Bölge Adliye Mahkemesi kararının davacı vekili tarafından temyizi üzerine istinaf mahkemesi kararının bozulmasına karar verilmiştir.
İlk Derece Mahkemesince bozmaya uyularak yapılan yargılama sonunda, tarafların ticaret siciline tescilli unvanlarının kılavuz sözcüğünün “ÖZKİM” ibaresi olduğu, bu ibare dışında kalan diğer kelimelerin ticari işletmenin faaliyet alanını belirten unvanın unsurlarından oluştuğu, 6102 sayılı TTK’nın 45. maddesi uyarınca sicilde tescilli ticaret unvanının diğer bir unvan ile ayırt edilmesi gerektiği hallerde ek yapılacağı, Kanun’un 52. maddesi uyarınca da unvana tecavüz halinde gerçek hak sahibinin tecavüz oluşturan ibarenin değiştirilmesi veya silinmesini talep edebileceği, tarafların ticaret unvanlarının ayırt edici klavuz sözcügünün “ÖZKİM” olduğu ve iltibasa yol açtığının sabit olduğu, davacı şirketin ticaret unvanını 17.07.1996 yılında tescil ve ilan ettirdiği, davalı şirketin ise 18.09.2008 yılında ticaret unvanını tescil ve ilan ettirdiği, işbu davanın 25.04.2014 tarihinde açıldığı, davalının ticaret unvanının tescilinden itibaren davacı şirket tarafından davalıya sadece 18.07.2012 tarihli ihtarname gönderildiği, bunun dışında unvanın kullanılmaması için herhangi bir girişimde bulunmayan ve makul süre içerisinde dava açmayan davacı şirketin sessiz kalmak suretiyle MK’nın 2. maddesi uyarınca dava hakkını yitirdiğinin kabulü gerektiği gerekçesi ile davanın reddine karar verilmiştir.
Karar, davacı vekili tarafından temyiz edilmiştir.
Dosyadaki yazılara, mahkemece uyulan bozma kararı gereğince hüküm verilmiş olmasına ve delillerin takdirinde bir isabetsizlik bulunmamasına göre, davacı vekilinin bütün temyiz itirazları yerinde değildir.

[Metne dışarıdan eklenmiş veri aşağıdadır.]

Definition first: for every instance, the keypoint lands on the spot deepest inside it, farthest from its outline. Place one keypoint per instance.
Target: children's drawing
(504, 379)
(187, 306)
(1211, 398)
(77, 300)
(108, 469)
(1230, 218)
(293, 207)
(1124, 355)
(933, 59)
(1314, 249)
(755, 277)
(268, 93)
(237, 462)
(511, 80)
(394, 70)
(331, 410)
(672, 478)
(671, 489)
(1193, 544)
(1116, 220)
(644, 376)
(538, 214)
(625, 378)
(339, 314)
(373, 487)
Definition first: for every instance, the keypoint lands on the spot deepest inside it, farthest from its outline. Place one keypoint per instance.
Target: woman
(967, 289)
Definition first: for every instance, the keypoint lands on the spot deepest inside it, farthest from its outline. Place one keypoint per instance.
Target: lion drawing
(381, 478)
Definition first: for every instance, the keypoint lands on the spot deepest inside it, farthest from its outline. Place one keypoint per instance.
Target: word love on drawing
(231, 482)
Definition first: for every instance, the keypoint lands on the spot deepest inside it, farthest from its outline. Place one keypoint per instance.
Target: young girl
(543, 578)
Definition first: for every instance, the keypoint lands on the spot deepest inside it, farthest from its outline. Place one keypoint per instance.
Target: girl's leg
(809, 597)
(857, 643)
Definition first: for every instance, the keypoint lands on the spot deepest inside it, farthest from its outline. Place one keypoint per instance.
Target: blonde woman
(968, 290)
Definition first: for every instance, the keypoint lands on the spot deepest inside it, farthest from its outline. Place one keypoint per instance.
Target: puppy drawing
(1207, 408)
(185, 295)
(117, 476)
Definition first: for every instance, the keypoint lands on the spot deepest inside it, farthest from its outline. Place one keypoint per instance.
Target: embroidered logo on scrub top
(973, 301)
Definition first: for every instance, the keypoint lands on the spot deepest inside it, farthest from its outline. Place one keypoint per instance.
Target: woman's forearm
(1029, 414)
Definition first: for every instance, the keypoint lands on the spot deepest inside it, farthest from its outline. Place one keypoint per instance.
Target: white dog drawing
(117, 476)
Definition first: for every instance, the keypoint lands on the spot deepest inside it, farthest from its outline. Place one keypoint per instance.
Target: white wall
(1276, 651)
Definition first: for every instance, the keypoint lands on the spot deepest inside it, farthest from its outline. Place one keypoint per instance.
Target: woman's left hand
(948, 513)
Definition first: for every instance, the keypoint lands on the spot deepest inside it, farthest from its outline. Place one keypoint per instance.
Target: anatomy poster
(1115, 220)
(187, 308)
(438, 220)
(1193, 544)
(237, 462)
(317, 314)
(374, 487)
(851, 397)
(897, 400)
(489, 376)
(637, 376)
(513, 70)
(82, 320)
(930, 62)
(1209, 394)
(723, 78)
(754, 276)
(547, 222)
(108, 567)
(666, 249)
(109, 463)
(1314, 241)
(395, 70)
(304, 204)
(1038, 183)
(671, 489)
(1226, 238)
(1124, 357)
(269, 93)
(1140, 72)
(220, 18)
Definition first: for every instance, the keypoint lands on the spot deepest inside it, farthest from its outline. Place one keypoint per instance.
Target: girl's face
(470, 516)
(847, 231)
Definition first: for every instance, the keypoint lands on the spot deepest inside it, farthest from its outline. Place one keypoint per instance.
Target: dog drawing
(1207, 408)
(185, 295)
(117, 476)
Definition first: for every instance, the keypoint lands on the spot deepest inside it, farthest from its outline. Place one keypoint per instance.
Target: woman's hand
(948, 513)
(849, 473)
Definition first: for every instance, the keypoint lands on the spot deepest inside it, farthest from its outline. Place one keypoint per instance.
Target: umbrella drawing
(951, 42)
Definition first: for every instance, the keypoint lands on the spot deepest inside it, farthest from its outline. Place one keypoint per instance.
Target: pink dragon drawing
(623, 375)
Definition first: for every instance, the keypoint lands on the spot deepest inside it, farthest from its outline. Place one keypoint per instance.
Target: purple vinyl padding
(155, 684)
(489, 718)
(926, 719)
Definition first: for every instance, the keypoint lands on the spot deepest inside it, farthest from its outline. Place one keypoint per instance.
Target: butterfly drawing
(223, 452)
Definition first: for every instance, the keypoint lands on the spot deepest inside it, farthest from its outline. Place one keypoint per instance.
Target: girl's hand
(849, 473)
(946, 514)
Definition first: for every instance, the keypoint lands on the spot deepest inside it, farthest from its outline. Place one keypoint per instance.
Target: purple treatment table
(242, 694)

SONUÇ: Yukarıda açıklanan nedenlerden dolayı, davacı vekilinin bütün temyiz itirazlarının reddiyle usul ve kanuna uygun bulunan hükmün ONANMASINA, aşağıda yazılı bakiye 26,30 TL temyiz ilam harcının temyiz edenden alınmasına, 01/03/2022 tarihinde oybirliğiyle karar verildi.